A: What we need are probes that will provide greater specificity. We need the molecular biologists to provide us specific probes that will tell us not only if this is cancer but the type of cancer, as well as probes that will tell us that this molecular therapy is going to the tumor and the molecular therapy will be effective.

Q: What is patient care going to be like in the future with molecular imaging?

A: Many biomarkers will be developed for screening from blood samples. When a patient has a biomarker that is abnormal, then there will be a molecular agent that will be administered to see why that biomarker is abnormal - where is the abnormality in the body that causes the biomarker to be in the patient's blood. That will very likely be the precursor for the treatment. We may get to the point where we don't even need to know where it is, but I certainly think that imaging will play a role for a long time to determine the location of the abnormalities and will help guide the therapies.

Q: For a child born 10 years from now, how will his healthcare differ from a child born today?

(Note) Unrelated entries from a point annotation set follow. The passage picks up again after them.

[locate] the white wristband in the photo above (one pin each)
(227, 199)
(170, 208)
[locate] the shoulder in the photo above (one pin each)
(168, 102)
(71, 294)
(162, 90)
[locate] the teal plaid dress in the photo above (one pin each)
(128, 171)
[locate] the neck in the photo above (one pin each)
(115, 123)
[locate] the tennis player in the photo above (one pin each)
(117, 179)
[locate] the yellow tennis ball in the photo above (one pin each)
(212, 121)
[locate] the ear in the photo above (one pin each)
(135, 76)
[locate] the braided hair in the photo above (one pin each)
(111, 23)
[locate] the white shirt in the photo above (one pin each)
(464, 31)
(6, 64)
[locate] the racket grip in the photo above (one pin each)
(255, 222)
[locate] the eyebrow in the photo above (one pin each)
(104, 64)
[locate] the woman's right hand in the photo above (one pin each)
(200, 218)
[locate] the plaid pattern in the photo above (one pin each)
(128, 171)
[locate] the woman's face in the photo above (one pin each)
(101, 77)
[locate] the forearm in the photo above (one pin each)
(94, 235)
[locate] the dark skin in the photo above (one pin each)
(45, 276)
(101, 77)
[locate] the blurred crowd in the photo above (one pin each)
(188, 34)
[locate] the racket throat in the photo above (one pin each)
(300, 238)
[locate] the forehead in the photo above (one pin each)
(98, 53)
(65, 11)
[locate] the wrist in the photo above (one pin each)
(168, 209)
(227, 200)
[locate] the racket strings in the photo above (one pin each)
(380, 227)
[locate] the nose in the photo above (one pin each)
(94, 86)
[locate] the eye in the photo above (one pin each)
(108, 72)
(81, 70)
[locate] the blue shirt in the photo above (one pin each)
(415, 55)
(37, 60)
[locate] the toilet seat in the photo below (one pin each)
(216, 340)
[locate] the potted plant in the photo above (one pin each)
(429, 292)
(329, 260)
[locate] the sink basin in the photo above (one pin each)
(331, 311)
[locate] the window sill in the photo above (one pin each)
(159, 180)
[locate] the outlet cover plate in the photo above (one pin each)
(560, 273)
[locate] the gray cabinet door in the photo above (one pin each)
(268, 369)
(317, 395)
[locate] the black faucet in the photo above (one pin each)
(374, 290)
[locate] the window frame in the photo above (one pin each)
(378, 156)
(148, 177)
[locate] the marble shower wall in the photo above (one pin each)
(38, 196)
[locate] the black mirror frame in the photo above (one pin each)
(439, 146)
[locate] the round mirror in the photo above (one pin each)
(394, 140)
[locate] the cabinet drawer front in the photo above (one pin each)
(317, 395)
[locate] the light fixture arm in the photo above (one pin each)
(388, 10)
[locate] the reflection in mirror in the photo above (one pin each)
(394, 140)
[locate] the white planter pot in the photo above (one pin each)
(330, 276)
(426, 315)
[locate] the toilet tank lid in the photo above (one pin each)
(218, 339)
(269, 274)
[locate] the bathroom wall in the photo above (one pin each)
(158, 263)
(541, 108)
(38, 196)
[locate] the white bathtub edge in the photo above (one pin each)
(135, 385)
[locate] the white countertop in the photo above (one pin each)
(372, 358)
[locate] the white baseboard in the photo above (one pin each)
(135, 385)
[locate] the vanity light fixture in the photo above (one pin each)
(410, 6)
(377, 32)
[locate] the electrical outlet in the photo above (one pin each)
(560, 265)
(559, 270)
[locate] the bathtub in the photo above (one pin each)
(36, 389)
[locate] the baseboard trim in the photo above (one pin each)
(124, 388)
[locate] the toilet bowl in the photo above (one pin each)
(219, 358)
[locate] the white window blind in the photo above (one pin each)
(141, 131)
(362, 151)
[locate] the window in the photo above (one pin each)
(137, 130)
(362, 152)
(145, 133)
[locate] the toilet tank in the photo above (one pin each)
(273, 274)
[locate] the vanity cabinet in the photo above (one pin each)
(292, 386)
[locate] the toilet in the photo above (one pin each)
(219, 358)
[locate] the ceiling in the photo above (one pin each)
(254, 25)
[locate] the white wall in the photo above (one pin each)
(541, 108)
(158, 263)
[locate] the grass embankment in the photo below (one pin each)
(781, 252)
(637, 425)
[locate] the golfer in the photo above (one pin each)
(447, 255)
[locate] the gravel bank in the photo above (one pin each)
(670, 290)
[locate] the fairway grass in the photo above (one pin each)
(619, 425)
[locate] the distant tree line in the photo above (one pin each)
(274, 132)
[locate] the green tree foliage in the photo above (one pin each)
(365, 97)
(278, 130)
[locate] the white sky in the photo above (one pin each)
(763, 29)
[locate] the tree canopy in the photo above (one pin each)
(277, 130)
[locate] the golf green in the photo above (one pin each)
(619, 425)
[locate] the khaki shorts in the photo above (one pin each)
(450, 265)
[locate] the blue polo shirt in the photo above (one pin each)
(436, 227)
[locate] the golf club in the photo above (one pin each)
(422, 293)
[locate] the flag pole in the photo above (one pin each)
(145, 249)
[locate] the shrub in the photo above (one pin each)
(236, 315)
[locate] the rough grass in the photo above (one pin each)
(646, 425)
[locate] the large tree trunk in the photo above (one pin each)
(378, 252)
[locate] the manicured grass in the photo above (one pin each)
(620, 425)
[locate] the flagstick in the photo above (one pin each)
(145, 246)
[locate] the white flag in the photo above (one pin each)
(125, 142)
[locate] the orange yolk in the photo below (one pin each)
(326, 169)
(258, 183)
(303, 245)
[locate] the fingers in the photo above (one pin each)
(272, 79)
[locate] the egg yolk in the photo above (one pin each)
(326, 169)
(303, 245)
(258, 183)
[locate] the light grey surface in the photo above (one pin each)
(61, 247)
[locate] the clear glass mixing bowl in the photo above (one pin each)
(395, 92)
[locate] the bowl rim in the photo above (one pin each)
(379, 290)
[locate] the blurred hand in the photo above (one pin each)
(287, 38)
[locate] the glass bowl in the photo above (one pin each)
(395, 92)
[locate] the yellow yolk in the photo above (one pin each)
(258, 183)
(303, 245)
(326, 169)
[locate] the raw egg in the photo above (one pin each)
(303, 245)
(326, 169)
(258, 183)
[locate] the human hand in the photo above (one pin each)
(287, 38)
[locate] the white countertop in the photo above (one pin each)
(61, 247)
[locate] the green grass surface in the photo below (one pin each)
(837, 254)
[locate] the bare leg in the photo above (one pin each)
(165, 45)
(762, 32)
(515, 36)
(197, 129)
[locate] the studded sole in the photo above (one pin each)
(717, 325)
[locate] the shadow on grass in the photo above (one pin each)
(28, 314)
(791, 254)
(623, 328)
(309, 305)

A: It's going to be a lot different. We are going to be able to diagnose diseases much earlier by evaluating the genome. From a sample of tissue, we will have a good idea what diseases the child is likely to develop. For example, sickle cell disease, cystic fibrosis and some of the other genetic diseases that now lead to the early demise of the patient will be detected and treated effectively at an early age. I think in the next 10 to 20 years there will be "maps" that will be able to determine if a child has some of these serious genetic diseases. Furthermore, there will be genomic patterns that will tell us the therapies that will be effective and not effective. Individualizing therapy in the future will be possible by knowing the genome of the patient.